Anlass für die aktuelle Debatte ist ein Bericht des Nachrichtenmagazins "Der Spiegel" über Vorwürfe der Schauspielerin Collien Fernandes. Von ihr waren unter anderem mittels Künstlicher Intelligenz gefälschte pornographische Darstellungen im Umlauf. Nun beschuldigt Fernandes ihren Ex-Mann Christian Ulmen und hat Anzeige gegen ihn erstattet. Es gilt die Unschuldsvermutung. Ulmens Anwalt bezeichnete die Berichterstattung über seinen Mandanten als rechtswidrig. Gleichwohl greifen mehrere Zeitungen die Vorwürfe auf, so auch die SÜDWEST-PRESSE aus Ulm: "Dass Fernandes Opfer von Deepfakes geworden ist, war schon vor der aktuellen Berichterstattung bekannt. Seit 2024 engagierte sie sich dafür, endlich eine strafrechtliche Lösung für das Problem zu finden. Die Bundesregierung versprach zwar immer wieder, sich darum zu kümmern. Aber es passierte wenig. Dabei ist das Phänomen nicht mal so neu, wie manche glauben. Schon 2017 tauchten erste sexualisierte Deepfake-Videos auf, bald entstanden erste Apps für genau solche Zwecke. Das ist bald zehn Jahre her. Das Strafrecht hat seitdem nicht reagiert. Auch die EU tut sich schwer damit. Beinahe hätte sie bei der Überarbeitung der KI-Verordnung eine eher lasche Regelung zu Deepfakes durchgewunken, die erst spät nachgeschärft wurde. All das zeigt: Die Dringlichkeit des Problems wurde zu lange verkannt. Auch die Gesetzgebung muss endlich in der neuen Zeit ankommen", mahnt die SÜDWEST-PRESSE aus Ulm.
Die FRANKFURTER ALLGEMEINE ZEITUNG blickt ebenfalls auf die Pläne von Bundesjustizministerin Hubig für ein digitales Gewaltschutzgesetz und gibt zu bedenken: "Es stellt sich, wie immer, wenn der Staat gesetzgeberisch tätig wird, die Frage nach der Lücke: Gibt es sie? Die Antwort ist in diesem Fall zweischneidig. Richtig ist, dass etwa mithilfe von KI generierte Pornos bisher keiner speziellen Strafnorm unterliegen. Richtig ist aber auch, dass schon jetzt zahlreiche Regeln aus dem Strafgesetzbuch, je nach Einzelfall, berührt sein können.
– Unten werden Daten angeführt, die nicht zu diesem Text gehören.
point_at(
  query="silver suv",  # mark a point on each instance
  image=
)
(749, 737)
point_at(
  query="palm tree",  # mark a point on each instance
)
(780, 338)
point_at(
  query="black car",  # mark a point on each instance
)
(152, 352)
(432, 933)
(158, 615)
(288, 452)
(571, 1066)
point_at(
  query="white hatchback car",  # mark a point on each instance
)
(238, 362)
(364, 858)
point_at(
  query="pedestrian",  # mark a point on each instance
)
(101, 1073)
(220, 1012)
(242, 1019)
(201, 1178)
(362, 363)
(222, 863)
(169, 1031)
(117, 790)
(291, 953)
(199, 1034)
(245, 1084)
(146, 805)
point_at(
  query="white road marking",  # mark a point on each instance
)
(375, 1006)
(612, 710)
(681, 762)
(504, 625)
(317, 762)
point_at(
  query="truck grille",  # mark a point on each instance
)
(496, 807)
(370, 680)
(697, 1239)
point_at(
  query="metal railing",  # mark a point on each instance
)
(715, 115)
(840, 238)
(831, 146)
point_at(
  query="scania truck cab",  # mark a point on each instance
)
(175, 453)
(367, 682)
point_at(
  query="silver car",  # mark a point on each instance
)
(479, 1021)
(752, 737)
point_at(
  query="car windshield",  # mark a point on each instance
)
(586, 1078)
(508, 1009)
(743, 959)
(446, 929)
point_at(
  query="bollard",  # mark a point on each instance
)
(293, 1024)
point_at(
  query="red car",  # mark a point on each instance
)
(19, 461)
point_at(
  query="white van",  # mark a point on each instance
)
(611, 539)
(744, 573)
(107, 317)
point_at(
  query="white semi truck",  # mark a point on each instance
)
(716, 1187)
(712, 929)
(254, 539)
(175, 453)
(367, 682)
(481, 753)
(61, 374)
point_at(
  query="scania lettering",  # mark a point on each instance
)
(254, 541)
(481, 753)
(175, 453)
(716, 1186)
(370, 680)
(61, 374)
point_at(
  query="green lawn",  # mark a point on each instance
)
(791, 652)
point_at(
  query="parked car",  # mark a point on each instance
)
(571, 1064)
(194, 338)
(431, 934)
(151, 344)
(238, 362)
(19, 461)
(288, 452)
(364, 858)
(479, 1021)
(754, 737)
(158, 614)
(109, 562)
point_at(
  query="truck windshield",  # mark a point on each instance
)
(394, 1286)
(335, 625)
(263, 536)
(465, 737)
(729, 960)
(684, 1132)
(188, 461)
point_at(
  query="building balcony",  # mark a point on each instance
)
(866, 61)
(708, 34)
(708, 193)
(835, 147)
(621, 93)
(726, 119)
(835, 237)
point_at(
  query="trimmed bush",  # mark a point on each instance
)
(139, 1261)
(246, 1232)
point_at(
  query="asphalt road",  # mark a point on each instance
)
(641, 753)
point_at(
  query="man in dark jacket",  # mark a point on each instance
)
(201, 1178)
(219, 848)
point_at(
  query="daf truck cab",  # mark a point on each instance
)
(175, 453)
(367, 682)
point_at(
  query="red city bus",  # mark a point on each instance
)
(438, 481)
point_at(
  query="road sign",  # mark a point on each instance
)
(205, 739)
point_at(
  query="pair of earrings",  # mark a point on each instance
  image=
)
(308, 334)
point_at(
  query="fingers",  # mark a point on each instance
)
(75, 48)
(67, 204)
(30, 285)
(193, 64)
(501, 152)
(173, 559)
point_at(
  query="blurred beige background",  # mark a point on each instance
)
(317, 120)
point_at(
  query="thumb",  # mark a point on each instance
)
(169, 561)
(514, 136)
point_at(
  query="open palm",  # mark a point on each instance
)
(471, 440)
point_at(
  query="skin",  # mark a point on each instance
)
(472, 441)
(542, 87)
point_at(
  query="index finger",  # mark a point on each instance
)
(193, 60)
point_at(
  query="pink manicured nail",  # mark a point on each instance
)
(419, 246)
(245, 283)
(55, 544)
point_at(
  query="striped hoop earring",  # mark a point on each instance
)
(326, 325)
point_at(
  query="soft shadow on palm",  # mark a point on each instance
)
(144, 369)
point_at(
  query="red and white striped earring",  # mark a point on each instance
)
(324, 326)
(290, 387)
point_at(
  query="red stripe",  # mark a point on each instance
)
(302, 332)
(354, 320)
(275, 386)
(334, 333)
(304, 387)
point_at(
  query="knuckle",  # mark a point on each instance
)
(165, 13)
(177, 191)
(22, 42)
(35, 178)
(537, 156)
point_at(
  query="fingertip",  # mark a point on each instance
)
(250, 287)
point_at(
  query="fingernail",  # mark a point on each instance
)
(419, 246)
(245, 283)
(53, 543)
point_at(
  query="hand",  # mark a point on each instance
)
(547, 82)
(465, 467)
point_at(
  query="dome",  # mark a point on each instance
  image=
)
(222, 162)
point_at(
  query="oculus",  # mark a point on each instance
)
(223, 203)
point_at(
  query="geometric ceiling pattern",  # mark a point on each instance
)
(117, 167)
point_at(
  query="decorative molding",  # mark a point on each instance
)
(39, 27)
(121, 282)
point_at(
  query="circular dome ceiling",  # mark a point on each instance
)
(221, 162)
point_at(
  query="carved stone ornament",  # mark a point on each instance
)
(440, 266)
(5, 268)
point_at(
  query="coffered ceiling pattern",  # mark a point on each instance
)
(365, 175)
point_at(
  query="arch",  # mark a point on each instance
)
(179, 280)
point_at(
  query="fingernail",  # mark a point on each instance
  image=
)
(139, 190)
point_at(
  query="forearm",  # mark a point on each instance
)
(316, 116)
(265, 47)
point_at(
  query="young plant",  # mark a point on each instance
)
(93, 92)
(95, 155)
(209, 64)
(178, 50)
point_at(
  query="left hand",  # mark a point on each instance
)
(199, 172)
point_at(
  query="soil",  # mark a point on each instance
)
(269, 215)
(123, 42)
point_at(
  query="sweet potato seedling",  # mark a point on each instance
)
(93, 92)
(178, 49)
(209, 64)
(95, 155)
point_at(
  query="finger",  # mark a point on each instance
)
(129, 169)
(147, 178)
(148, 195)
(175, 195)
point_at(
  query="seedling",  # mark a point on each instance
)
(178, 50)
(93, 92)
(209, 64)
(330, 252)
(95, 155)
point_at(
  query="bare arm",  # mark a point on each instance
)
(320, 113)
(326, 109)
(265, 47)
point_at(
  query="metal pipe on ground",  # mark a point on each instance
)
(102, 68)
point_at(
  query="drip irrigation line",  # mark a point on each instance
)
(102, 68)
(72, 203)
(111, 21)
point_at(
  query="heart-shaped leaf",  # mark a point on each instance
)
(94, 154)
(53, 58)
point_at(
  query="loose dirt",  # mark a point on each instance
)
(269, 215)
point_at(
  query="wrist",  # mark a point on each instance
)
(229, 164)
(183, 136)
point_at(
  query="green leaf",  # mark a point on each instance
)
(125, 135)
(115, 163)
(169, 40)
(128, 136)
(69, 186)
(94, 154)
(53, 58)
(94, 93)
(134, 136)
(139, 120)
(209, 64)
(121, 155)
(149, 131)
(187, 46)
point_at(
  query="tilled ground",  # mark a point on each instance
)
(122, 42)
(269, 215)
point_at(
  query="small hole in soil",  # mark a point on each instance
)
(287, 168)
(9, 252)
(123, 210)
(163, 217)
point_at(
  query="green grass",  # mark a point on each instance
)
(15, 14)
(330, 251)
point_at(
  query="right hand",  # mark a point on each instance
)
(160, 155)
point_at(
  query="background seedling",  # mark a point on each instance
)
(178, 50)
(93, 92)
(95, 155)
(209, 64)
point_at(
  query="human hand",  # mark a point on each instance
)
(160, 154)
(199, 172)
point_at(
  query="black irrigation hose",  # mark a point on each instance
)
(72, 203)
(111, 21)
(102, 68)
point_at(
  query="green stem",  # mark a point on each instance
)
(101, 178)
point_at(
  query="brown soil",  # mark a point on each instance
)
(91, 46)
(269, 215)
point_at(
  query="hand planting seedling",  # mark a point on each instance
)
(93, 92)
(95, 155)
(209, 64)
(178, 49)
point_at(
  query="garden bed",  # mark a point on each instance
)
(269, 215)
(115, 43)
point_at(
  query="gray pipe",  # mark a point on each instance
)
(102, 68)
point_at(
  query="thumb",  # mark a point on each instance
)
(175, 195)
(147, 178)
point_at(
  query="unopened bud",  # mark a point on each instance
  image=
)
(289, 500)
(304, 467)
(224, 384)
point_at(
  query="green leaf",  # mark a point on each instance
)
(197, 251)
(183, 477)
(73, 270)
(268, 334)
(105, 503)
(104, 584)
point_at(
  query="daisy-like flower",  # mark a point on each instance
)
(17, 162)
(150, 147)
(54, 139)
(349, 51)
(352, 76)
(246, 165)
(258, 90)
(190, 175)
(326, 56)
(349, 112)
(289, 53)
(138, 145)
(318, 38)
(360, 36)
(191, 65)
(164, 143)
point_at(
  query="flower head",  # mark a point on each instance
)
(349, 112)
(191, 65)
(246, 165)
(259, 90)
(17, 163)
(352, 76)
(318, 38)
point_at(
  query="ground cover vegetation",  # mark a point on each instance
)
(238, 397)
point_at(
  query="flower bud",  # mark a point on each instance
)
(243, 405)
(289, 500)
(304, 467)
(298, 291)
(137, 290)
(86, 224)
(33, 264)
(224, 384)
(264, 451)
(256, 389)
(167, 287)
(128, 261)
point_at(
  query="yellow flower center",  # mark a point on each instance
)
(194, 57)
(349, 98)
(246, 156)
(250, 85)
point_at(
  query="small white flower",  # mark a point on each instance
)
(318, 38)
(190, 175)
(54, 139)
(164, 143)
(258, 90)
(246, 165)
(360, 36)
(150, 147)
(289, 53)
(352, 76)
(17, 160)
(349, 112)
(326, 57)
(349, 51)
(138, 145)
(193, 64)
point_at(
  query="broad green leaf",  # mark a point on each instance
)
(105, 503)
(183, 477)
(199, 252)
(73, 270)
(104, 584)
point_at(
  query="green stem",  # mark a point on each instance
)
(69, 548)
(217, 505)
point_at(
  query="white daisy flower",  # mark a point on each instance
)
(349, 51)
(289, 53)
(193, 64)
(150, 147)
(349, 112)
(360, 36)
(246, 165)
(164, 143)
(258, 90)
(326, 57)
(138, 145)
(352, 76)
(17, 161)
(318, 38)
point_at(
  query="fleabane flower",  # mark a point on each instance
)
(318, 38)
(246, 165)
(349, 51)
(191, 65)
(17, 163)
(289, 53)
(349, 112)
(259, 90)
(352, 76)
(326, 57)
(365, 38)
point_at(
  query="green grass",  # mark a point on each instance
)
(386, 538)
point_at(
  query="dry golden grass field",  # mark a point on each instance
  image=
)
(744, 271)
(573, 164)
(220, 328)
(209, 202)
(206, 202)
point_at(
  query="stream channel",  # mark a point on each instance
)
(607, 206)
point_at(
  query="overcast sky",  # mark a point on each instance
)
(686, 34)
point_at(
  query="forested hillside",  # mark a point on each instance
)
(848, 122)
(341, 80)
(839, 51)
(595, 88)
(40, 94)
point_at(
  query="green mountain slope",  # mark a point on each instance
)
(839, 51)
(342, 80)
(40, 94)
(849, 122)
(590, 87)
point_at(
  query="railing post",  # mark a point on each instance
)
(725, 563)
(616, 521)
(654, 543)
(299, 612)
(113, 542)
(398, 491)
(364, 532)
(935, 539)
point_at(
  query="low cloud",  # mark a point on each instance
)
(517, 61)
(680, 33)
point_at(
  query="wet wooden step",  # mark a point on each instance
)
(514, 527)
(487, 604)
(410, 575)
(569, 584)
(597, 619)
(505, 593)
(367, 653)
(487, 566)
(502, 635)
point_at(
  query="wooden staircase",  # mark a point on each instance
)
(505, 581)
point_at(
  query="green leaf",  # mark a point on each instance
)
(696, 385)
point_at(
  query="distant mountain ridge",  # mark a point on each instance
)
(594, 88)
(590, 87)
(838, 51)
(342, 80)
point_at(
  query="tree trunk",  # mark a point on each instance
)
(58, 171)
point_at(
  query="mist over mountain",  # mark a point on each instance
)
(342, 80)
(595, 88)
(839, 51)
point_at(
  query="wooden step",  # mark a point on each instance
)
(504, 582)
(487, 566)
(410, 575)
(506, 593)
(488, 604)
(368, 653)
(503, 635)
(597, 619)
Diese Vorschriften, hierzu zählt etwa das Recht am eigenen Bild, erfassen das von Hubig in den Blick genommene Phänomen aber nur unvollständig. Der Unrechtskern bleibt unberührt. Klar ist aber auch: Wer deshalb neues Strafrecht schafft, darf am Vollzug nicht sparen", unterstreicht die F.A.Z.
Die NEUE OSNABRÜCKER ZEITUNG weitet in ihrem Kommentar den Blick zu Fällen wie den von Gisèle Pelicot in Frankreich sowie die Epstein-Affäre. "Wer Gewalt ausleben will, findet online Komplizen. Auch die Folgenlosigkeit sexueller Gewalt nimmt zu. Früher nutzte den Tätern die geringe Anzeigebereitschaft und Aufklärungsquote. Jetzt haben wir es mit lauter Tatmustern zu tun, für die es noch nicht mal Gesetze gibt. Frauen in der Sauna filmen? KI-Rache-Pornos? Im Zweifel ist all das nicht mal verboten. Nicht alle Männer sind Täter. Aber Täter sind überall. Auch bevor das ausgesprochen war, lebten Frauen danach. An der Bar das Glas im Blick zu behalten, hilft aber nichts, wenn der Täter zu Hause wartet."